Effects of PRF and i-PRF on Clinical and Biochemical Parameters in Non-Surgical Periodontal Therapy (PRF-NSPT)

April 10, 2026 updated by: IREM OZCEYLAN, Ondokuz Mayıs University

The Effects of Adjunctive PRF and i-PRF Applications on GCF Levels of IL-1ß, TNF-α, IL-6, OPG and RANKL in Non-surgical Periodontal Therapy

The goal of this clinical trial is to learn if adding platelet-rich fibrin (PRF) or injectable platelet-rich fibrin (i-PRF), obtained from the participant's own blood, to standard non-surgical periodontal treatment helps improve gum health in individuals with periodontitis. It will also assess how these applications affect inflammation and bone-related markers in the gum fluid. The main questions it aims to answer are :

  • Does the application of PRF or i-PRF improve clinical periodontal healing compared to standard treatment alone?
  • Do these applications influence the levels of inflammatory and bone metabolism-related biomarkers in gingival crevicular fluid? Researchers will compare patients receiving PRF or i-PRF in addition to standard periodontal treatment with those receiving standard treatment alone. In addition, the findings obtained from individuals with periodontal disease will be compared with data from periodontally healthy individuals.

Participants will:

  • Receive standard periodontal treatment (scaling and root planing)
  • Receive PRF or i-PRF depending on their assigned group
  • Visit the clinic before treatment and at 2, 4, and 6 weeks after treatment for checkups

Study Overview

Detailed Description

his study was designed as a randomized controlled clinical trial to evaluate the adjunctive effects of platelet-rich fibrin (PRF) and injectable platelet-rich fibrin (i-PRF) in individuals with periodontitis undergoing non-surgical periodontal therapy (NSPT).

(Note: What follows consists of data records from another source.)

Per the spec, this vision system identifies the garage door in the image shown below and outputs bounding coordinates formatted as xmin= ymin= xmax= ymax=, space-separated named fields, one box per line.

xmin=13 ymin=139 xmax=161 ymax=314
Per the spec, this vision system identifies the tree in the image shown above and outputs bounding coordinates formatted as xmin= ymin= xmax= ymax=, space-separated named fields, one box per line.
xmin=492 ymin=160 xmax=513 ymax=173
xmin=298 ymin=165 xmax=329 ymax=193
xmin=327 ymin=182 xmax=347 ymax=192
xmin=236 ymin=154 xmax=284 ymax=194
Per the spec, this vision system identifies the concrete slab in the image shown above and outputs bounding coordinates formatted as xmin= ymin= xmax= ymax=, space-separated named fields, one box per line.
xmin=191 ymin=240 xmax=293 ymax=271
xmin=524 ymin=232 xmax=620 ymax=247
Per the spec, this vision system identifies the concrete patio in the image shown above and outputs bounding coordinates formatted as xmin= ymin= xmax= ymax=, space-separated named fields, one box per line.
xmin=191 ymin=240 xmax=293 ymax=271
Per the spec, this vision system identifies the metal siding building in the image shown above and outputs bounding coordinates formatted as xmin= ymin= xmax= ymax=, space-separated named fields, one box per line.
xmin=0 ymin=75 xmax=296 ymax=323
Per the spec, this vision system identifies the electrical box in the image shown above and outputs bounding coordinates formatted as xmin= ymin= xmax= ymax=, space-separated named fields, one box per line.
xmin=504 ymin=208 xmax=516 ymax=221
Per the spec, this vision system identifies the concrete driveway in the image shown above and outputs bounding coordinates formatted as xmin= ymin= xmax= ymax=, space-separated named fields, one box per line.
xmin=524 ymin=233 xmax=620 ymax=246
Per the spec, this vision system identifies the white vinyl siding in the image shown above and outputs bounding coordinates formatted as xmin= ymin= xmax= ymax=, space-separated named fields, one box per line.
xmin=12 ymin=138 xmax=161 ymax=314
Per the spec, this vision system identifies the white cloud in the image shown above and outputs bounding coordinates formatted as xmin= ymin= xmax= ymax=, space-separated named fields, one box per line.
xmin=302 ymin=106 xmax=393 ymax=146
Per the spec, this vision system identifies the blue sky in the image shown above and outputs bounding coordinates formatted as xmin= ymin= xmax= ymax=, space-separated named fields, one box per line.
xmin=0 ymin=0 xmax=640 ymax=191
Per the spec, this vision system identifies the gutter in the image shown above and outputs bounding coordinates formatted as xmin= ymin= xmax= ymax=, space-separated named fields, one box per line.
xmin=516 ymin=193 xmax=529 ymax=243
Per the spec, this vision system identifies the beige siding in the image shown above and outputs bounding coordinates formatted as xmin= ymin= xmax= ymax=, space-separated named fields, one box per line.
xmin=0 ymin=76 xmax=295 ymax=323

A total of 56 participants were included in the study, comprising 42 systemically healthy patients diagnosed with periodontitis and 14 systemically and periodontally healthy individuals serving as controls. Periodontitis patients were randomly allocated into three treatment groups using a sealed-envelope method: NSPT alone (scaling and root planing, SRP), NSPT with adjunctive PRF application, and NSPT with adjunctive i-PRF application.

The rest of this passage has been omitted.